I usually rely on public information, but I’ve had two not-so-public (well, one is public but second-hand) data points converge, and they are consistent with the MSM information on the matter at hand, namely, how Morgan Stanley came to post a $9.4 billion loss on the actions of one trading desk, which in turn led to a first time quarterly loss of $3.85 billion.
The reports in the press are not terribly specific but consistent. For instance, from the Guardian:
The outcome is particularly galling for Morgan Stanley because it spotted early signs of the looming sub-prime mortgage crisis and took steps to hedge its trading positions to protect itself against financial damage.But poor execution allowed these hedges to fall away – a failure which prompted internal soul-searching and the recent departure of the bank’s co-president, Zoe Cruz.

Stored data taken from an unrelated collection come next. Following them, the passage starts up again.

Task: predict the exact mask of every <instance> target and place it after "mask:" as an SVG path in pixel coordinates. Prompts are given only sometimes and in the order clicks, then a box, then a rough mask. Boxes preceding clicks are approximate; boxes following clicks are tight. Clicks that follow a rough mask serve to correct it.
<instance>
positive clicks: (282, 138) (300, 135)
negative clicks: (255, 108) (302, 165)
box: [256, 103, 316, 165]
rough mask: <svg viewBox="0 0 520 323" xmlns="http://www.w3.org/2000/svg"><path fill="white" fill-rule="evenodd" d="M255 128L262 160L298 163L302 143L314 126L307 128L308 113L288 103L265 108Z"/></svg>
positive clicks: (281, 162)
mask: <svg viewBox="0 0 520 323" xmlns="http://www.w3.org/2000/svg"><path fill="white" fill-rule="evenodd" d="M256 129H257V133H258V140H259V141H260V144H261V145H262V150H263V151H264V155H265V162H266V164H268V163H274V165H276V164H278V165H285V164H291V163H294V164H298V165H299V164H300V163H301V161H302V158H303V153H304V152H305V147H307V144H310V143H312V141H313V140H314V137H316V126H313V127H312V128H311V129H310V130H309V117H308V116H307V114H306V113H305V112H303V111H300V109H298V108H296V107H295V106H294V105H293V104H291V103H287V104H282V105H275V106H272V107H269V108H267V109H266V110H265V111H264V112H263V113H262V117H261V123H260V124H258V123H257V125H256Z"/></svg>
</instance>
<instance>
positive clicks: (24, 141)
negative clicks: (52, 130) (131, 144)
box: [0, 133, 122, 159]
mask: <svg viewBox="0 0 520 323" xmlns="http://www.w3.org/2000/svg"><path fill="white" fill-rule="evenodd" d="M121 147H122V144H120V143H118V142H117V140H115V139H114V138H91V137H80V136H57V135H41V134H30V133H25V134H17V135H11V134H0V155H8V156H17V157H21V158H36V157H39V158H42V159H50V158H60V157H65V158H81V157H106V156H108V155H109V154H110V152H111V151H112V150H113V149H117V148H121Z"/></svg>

The Wall Street Journal, in a page one story “Loss Pressures Morgan Stanley CEO,” offers a mere sentence;
Mr. Mack said on the call that the losses resulted from “an error of judgment that occurred on one desk, in our fixed-income area, and a failure to manage that risk appropriately.”
So by all accounts, the losses took place in one trading unit. Reader Steve provided more detail from the conference call:
During the conference call, Mack said the losses were attributable to just one prop desk (and none of the analysts said, `Oh, just like Amaranth, right?’). The position was described as long $14B super senior, short $2B mezz. Wow, nice desk limit (was that you, Ms. Cruz?). And Kelleher actually said they went long the $14B `to cover the cost of negative carry’ on the short position! Priceless.
It will be curious to learn whether anyone can reconcile that disclosure with what I heard tonight from a Morgan Stanley employee. Unfortunately, circumstances were such that I couldn’t grill him further, but he said the losses were in proprietary trading group and resulted from error, pure and simple. Someone made a mistake and put a BBB hedge on an AAA subprime position. Not only did no one notice that the hedge was incorrect, but Kelleher’s comment suggests the long position might have been increased. The FT’s Lex comments are consistent:
A dozen or so traders laid on a position to offset the cost of shorting subprime. Had things worked out, the short could have netted the bank at most about $2bn. Instead, it cost the bank more than $7bn, as the traders’ correct hunch was overwhelmed by a deteriorating long position in top-rated collateralised debt obligation securities.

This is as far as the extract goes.